While he intended to "fight for the podium" in Paris for his first Olympic Games, Caramnob Segaipov lost in the 16th finals of the under 90 kg judo tournament, Wednesday on the tatami of the Champ-de-Mars arena.
He was dominated by Bulgarian fighter Ivaylo Ivanov, who won after five minutes of regulation time with a "Ko-Uchi-Gari," a "small inside mowing" in Japanese. This hold, carried out one minute from the end, allowed the Bulgarian to be credited with a "Waza-ari," which is obtained when the opponent falls on his back, but he lacks a criterion for the "ippon," "a whole point," the highest score a fighter can obtain during a fight.
"Caramnob has been very disappointed since yesterday, he thought he could do better and fight for a medal," stated his coach Francois Saadeh, contacted by L'Orient-Le Jour. "He suffered too much and was not able to free himself and put his judo in place ... But he fell right away against a very good opponent."
Ivaylo Ivanov indeed got the upper hand on the Lebanese from the very first moments. Put under pressure by his opponent's aggressiveness, Segaipov had been penalized with a "shido" for lack of fighting spirit halfway through the fight.
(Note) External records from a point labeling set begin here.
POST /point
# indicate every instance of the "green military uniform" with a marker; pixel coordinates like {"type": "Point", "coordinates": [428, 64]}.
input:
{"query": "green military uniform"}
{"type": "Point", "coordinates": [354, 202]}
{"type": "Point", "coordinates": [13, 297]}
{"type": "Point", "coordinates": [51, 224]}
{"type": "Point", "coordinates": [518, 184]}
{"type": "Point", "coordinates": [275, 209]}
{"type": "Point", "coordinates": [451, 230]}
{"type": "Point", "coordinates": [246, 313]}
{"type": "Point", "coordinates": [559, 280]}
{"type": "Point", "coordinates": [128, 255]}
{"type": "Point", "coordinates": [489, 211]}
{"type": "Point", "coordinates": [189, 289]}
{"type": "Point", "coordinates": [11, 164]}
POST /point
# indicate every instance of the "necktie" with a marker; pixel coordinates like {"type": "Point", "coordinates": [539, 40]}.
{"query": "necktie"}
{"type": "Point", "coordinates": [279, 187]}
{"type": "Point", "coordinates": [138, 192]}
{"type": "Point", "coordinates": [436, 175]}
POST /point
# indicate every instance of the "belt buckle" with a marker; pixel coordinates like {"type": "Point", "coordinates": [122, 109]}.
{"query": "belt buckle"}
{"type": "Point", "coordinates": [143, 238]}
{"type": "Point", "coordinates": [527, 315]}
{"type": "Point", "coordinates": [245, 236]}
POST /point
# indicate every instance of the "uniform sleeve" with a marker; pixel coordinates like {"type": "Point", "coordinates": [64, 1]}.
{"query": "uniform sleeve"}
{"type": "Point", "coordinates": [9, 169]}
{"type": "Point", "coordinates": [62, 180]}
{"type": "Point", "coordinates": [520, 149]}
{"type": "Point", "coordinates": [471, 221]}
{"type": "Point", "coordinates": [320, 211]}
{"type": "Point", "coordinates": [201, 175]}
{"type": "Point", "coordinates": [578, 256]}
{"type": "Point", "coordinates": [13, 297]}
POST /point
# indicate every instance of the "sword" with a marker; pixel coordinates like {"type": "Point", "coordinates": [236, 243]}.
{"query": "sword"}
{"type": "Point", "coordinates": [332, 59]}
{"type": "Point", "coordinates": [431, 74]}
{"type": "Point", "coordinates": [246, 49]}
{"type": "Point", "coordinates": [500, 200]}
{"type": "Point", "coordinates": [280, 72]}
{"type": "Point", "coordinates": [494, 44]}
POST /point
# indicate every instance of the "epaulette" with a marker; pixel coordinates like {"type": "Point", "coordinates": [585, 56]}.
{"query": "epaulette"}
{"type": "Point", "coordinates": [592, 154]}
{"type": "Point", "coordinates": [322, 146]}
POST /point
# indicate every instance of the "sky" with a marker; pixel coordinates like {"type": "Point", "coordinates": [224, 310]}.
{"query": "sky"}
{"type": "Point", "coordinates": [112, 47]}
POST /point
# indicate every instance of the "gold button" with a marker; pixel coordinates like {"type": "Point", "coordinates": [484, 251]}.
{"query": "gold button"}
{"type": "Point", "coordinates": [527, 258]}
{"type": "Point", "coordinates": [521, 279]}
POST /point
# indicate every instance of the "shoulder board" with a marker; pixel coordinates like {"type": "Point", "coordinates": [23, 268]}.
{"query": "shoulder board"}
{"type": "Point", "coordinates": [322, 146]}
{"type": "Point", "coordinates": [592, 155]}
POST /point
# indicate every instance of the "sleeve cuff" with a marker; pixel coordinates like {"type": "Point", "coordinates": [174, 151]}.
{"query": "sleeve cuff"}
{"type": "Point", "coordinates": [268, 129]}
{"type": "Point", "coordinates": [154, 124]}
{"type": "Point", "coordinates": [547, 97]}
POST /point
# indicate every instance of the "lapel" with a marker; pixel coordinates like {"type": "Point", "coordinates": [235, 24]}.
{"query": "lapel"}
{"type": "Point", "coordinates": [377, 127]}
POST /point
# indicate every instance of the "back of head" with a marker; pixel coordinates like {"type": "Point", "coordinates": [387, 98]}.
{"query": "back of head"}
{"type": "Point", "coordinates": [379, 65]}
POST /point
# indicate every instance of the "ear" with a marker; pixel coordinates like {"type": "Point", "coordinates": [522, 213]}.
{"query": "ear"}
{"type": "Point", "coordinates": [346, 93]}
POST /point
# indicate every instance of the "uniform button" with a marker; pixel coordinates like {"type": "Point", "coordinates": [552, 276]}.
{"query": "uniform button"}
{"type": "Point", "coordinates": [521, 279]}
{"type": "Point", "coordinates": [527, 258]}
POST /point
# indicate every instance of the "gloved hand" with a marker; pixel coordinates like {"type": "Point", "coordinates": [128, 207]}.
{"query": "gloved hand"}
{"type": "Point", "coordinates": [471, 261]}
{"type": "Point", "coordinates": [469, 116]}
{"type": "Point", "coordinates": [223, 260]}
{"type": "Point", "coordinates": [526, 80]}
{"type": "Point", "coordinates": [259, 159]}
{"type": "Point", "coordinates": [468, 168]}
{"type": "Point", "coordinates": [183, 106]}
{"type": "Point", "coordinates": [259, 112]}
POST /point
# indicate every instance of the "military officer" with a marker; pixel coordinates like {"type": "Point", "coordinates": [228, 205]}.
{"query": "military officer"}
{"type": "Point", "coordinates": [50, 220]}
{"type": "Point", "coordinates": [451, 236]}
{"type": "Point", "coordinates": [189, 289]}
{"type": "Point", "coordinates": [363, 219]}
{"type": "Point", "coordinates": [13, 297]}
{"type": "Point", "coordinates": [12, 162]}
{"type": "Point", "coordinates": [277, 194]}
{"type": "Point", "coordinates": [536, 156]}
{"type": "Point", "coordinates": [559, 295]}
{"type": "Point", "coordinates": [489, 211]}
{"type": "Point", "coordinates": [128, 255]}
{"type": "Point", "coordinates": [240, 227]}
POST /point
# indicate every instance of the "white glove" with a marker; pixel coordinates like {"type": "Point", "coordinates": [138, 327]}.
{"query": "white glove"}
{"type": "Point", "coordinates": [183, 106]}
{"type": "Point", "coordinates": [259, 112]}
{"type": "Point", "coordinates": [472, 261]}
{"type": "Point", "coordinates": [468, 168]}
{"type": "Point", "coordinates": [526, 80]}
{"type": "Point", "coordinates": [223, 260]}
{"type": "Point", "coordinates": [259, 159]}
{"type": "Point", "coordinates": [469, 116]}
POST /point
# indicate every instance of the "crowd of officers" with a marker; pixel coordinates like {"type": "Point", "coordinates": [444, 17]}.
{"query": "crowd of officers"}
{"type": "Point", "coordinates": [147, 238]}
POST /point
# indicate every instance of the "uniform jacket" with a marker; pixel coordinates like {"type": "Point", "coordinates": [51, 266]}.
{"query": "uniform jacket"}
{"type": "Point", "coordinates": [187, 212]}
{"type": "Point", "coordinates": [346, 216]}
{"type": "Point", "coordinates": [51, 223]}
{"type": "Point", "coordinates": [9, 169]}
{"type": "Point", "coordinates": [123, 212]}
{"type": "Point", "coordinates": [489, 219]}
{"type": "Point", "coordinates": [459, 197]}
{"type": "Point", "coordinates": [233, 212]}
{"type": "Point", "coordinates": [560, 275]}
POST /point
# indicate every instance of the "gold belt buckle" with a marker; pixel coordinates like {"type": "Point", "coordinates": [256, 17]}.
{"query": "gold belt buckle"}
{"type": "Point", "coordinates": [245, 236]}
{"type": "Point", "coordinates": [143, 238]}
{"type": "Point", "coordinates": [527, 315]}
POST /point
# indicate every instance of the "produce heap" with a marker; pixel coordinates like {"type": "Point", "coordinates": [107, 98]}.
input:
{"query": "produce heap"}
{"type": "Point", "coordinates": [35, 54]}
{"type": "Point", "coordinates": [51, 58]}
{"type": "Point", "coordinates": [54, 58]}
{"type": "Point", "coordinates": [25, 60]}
Qualified, the Bulgarian was then eliminated in the next fight by the Georgian Lasha Bekauri, winner of the gold medal a few hours later thanks to his victory in the final against the Japanese Sanshiro Murao.
At 27, the judoka born in Chechnya (Russia) became a naturalized Lebanese citizen in 2019, his mother's homeland. He thus followed in the footsteps of Nassif Elias, a Brazilian judoka, also naturalized Lebanese to participate in the Rio Games in 2016 … his great-grandfather being Lebanese.
"We have hope in Caramnob and we hope that this defeat will allow him to come back even stronger in four years," assured Saadeh. The third Lebanese judoka to participate in the Olympics, Segaipov represented one of the main chances of a medal for the Lebanese delegation after the bronze he won in 2023 at the Asian Games in Hangzhou, China.
The 44-year wait thus continues for Lebanon, still orphaned of an Olympic medal since the Moscow Games in 1980, where Hassan Beshara won bronze in Greco-Roman wrestling. The last chance for Lebanon not to leave empty-handed from these Paris Games now rests on the shoulders of Laetitia Aoun, who will compete in taekwondo in a week, on Thursday, Aug. 8.